Disparity in levels of remuneration between male and female staff occupying the same roles in businesses across the country needs to be more effectively tackled in future.

This is according to the TUC, which has cited official data from the Office for National Statistics showing that the UK's full-time median gender pay gap has fallen by just 0.2 percentage points in 2016 and continues to stand at 9.4 per cent.

According to the body, the rate of change in this important aspect of UK employment is simply not moving fast enough, with a 0.2 per cent annual shift in the pay divide having now been maintained for the last five years.

Indeed, this rate has slowed of late, as between 1997 and 2010, the rate of the divide closing stood at a far more welcome 0.6 per cent per year.

TUC general secretary Frances O'Grady stated: "The full-time gender pay gap is closing at a snail's pace.
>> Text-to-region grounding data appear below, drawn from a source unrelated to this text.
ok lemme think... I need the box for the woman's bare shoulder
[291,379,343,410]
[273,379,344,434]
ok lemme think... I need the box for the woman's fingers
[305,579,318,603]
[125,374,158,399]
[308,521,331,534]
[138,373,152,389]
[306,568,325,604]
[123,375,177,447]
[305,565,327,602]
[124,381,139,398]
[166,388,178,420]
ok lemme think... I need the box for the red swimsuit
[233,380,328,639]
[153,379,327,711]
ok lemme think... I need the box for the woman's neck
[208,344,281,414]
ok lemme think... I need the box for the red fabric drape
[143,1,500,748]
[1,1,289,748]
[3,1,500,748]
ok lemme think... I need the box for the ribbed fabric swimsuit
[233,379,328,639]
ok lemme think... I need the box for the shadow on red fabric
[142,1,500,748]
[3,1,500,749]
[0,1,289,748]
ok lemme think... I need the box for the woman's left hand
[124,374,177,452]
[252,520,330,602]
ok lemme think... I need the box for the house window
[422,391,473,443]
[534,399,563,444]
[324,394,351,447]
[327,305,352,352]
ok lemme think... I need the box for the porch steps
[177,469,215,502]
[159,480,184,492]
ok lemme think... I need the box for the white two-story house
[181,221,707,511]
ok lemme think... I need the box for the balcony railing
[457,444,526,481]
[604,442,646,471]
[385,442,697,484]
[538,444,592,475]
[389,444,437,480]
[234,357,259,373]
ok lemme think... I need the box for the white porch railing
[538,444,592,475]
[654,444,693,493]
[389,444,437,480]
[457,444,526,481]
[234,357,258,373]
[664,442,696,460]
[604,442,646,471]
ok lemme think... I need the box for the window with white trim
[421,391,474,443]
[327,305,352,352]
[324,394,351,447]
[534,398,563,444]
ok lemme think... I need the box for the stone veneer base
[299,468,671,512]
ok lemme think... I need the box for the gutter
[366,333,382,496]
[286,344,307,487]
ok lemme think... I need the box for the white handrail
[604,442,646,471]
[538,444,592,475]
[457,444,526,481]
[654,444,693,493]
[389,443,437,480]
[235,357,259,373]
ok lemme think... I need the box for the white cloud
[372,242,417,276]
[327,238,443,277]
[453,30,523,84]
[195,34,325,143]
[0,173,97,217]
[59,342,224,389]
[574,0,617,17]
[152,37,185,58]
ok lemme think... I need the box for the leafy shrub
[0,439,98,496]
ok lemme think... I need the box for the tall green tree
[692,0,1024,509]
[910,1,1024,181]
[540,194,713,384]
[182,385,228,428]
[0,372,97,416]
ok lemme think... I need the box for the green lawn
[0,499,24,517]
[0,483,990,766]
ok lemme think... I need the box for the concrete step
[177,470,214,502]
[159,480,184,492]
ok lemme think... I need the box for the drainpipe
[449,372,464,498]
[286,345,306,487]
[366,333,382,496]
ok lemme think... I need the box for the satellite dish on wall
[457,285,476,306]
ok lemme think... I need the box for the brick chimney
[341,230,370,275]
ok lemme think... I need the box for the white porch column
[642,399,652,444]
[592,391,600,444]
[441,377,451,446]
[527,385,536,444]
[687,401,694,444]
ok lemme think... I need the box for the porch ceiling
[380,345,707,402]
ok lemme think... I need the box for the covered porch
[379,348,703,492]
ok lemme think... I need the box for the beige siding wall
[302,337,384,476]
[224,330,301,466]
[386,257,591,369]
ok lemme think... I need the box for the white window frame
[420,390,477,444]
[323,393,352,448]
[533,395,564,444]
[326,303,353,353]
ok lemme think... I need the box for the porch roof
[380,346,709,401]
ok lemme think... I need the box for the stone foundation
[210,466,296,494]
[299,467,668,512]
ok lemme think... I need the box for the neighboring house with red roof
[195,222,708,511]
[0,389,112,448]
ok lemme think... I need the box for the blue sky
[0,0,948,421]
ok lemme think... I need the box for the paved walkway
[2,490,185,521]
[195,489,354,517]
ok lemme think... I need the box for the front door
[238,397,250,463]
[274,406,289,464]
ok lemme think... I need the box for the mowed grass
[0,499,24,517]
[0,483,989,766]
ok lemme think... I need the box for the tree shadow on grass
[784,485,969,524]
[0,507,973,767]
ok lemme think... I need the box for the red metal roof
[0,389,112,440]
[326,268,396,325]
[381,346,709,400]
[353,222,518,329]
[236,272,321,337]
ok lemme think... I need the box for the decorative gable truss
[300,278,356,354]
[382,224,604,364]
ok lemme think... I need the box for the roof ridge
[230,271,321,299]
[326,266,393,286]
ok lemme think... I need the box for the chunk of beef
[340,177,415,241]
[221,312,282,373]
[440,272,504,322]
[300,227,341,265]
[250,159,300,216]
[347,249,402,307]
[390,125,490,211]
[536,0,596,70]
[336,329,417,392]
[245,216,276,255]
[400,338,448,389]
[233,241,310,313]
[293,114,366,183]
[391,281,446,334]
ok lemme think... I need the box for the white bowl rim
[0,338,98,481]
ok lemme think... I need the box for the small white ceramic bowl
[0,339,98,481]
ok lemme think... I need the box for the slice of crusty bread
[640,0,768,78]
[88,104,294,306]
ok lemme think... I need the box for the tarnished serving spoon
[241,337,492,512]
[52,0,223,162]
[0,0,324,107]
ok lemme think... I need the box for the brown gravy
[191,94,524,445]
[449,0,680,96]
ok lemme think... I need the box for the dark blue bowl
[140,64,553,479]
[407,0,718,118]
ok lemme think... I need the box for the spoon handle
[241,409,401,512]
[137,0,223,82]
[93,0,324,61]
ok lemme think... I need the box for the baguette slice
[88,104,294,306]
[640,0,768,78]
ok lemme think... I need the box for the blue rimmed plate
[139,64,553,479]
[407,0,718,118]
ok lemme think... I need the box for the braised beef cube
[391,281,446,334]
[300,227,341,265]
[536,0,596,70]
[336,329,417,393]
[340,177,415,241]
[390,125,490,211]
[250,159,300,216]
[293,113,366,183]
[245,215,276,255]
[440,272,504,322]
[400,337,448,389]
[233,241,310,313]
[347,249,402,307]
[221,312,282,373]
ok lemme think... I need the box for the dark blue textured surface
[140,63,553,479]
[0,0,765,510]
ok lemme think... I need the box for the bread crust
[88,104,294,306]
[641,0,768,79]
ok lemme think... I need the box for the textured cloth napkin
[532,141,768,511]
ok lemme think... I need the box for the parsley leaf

At this rate, it will take decades for women to get paid the same as men.

"We need a labour market that works better for women. This means helping mums get back into well-paid jobs after they have kids. And encouraging dads to take on more caring responsibilities."

Across the whole of the UK workforce (taking into account both full and part-time positions), the gender pay gap remains at an astonishing 18.1 per cent. This is therefore a situation that warrants further action to ensure female staff are not being discriminated against as a result of their gender in the years ahead.

Ms O'Grady concluded the government should now consider a range of measures to better incentivise businesses to provide equal pay between male and female staff, while the body has also suggested ministers should consider the scrapping of tribunal fees.

Indeed, the TUC chief stated that the current system acts to "stop women getting justice from bad employers who have discriminated against them".